In Greek mythology, Arethusa (/ˌærɪˈθjuːzə/; Ancient Greek: Ἀρέθουσα) may refer to the following personages:

- Arethusa, one of the 50 Nereids, sea-nymph daughters of the 'Old Man of the Sea' Nereus and the Oceanid Doris. She was counted in the train of Cyrene along with her sister Opis, Deiopea and Ephyra.
- Arethusa, a nymph of a spring who was pursued by the river god Alpheus. She was a huntress and attendant of Artemis. She may be the same with the above Arethusa.
- Arethusa, one of the Hesperides according to Apollodorus.
- Arethusa, the Boeotian daughter of Hyperes, son of Poseidon and the Pleiad Alcyone. She was the mother of Abas, king of the Abantians in Euboea by Poseidon. The god had intercourse with Arethusa in Boeotian Euripus and was changed into a fountain in Chalcis by Hera.
- Arethusa, a Euboean princess as daughter of King Abas and thus, granddaughter of the above Arethusa.

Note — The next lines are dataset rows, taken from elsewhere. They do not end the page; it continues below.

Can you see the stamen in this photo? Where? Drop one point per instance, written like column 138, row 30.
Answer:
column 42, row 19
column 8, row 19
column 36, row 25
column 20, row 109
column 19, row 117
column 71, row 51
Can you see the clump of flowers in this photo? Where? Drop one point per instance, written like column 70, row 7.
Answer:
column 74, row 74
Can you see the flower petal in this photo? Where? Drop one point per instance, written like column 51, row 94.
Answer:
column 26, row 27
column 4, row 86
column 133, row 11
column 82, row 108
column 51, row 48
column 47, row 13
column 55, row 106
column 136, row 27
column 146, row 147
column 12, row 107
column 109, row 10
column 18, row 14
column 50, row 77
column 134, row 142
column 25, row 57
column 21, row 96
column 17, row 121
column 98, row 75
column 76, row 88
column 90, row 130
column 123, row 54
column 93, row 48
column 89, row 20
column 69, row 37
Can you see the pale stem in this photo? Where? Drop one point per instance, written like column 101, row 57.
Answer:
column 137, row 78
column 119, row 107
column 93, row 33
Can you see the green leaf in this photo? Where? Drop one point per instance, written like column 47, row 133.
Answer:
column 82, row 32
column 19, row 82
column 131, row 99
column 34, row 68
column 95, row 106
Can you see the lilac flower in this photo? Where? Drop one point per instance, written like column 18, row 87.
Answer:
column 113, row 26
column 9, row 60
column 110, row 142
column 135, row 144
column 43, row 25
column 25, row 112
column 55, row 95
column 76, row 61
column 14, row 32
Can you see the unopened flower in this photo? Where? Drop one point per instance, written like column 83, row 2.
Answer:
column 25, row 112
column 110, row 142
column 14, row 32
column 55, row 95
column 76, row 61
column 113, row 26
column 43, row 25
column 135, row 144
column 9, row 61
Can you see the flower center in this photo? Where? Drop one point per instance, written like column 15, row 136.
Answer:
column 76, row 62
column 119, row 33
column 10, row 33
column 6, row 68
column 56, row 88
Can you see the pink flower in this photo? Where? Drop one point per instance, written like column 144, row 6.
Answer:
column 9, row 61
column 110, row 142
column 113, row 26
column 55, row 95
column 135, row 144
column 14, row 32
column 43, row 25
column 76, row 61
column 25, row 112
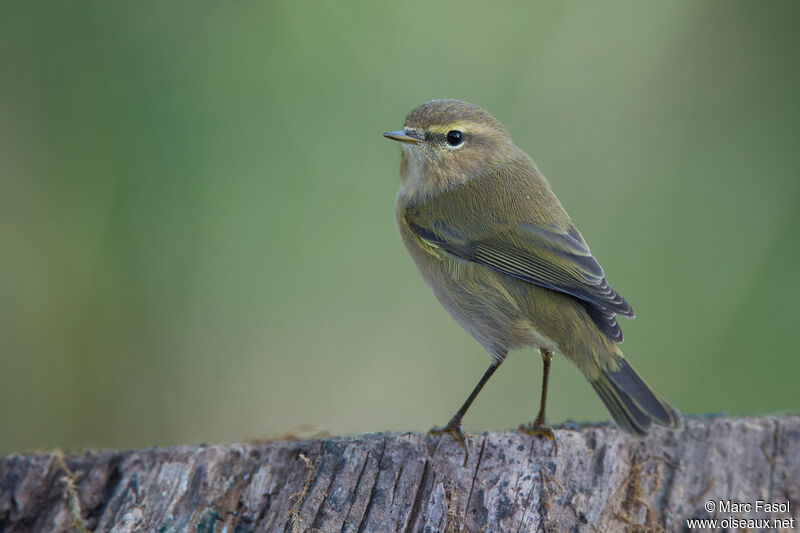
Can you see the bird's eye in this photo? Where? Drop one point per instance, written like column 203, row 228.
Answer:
column 455, row 138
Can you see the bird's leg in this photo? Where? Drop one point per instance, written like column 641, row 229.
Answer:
column 454, row 426
column 538, row 427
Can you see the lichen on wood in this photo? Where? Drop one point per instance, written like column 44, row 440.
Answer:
column 601, row 480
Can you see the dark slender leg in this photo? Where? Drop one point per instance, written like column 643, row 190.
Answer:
column 538, row 427
column 454, row 426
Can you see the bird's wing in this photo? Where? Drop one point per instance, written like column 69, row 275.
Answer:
column 554, row 257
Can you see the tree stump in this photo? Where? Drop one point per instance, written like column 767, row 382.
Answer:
column 601, row 480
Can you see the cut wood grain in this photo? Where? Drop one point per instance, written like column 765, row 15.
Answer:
column 601, row 480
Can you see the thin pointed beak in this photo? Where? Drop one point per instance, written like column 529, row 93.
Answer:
column 406, row 136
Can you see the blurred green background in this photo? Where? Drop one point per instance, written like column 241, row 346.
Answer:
column 197, row 237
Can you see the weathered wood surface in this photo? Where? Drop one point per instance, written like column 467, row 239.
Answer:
column 601, row 480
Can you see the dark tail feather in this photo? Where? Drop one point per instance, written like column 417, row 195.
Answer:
column 632, row 404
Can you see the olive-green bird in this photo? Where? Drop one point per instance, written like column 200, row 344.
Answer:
column 502, row 256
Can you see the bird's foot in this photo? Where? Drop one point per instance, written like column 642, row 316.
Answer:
column 454, row 429
column 539, row 429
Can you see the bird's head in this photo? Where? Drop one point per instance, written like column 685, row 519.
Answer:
column 447, row 143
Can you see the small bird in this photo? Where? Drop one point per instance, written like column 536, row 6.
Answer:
column 500, row 253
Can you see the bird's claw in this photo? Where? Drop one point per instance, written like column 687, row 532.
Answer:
column 455, row 430
column 540, row 430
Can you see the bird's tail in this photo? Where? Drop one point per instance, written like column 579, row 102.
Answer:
column 634, row 406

She was the sister of Alcon, Dias and probably, of Canethus and Chalcodon.
- Arethusa, a Cretan woman, whose son was killed in the Trojan War. She was married to Thersander and their son was Hyllus.
- Arethusa, one of Actaeon's dogs.
- Arethusa, an Ithacan woman who killed herself and gave her name to a spring after the death of her son Corax.